España no puede sustraerse del entorno europeo a la hora de abordar un problema tan candente como el de la inmigración y la acogida de refugiados. Hablamos de la necesidad de una política común, casi inexistente o muy frágil, en cualquier caso con muchos puntos débiles, que priorice un control de los flujos migratorios con base humanitaria y no estrictamente policial, y un trabajo efectivo en los países de origen, tanto los afectados por problemas económicos como los que viven situaciones bélicas. Por eso, las primeras medidas del Ejecutivo de Pedro Sánchez deben leerse, como apreciaba la propia portavoz del Gobierno, como un intento de «catalización, un toque de alerta», cara a la cumbre europea del 28 y 29 de junio. La adopción de medidas excepcionales en relación a la crisis del Aquarius ha significado un cambio de rumbo de España, acrecentado por el anuncio del ministro del Interior, Grande-Marlaska, de poner fin a las ignominiosas concertinas o cuchillas en las vallas de Ceuta y Melilla. Pero no hay que olvidar que se trata de gestos --que son trascendentes, porque denotan un sesgo progresista distinto a la dinámica del Partido Popular-- que no evitan un debate más a fondo y una voluntad política que debe afrontar una problemática mucho más amplia.

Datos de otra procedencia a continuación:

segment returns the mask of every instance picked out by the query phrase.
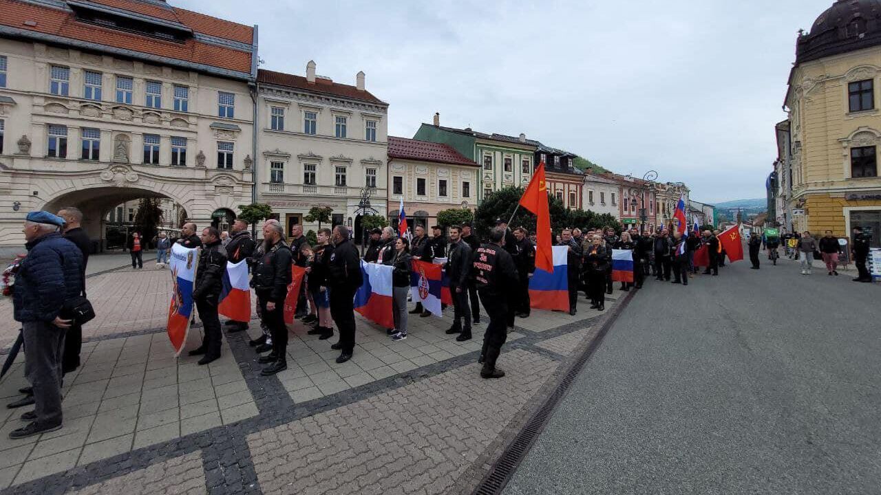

La lista de asuntos pendientes es ingente: las devoluciones en caliente, las dificultades de acceso al procedimiento de asilo, las condiciones inhumanas de los CIE y centros similares (el caso de Archidona y la reclusión de migrantes directamente en una cárcel), la polémica aplicación de la ley de extranjería, o las paupérrimas cifras de refugiados acogidos por España en virtud del acuerdo europeo del 2015 (el 11% de los compromisos firmados, solo por encima de los países del Este más reacios). Todo ello nos informa de que, hasta hoy, en la etapa más dura de la crisis migratoria, la actitud del Gobierno ha sido como mínimo contemplativa, por no decir abiertamente insuficiente, con más énfasis en la represión que no en el trato humanitario y justo. La creciente tensión en la frontera con Marruecos y la proliferación de pateras en la costa sur dan a España la oportunidad de hacer oír su voz en el concierto europeo, tanto en el trato a inmigrantes y refugiados como en el acento sobre una mayor implicación de una Europa amenazada por corrientes xenófobas que debe anteponer a sus intereses económicos o políticos una decidida lucha por los derechos humanos.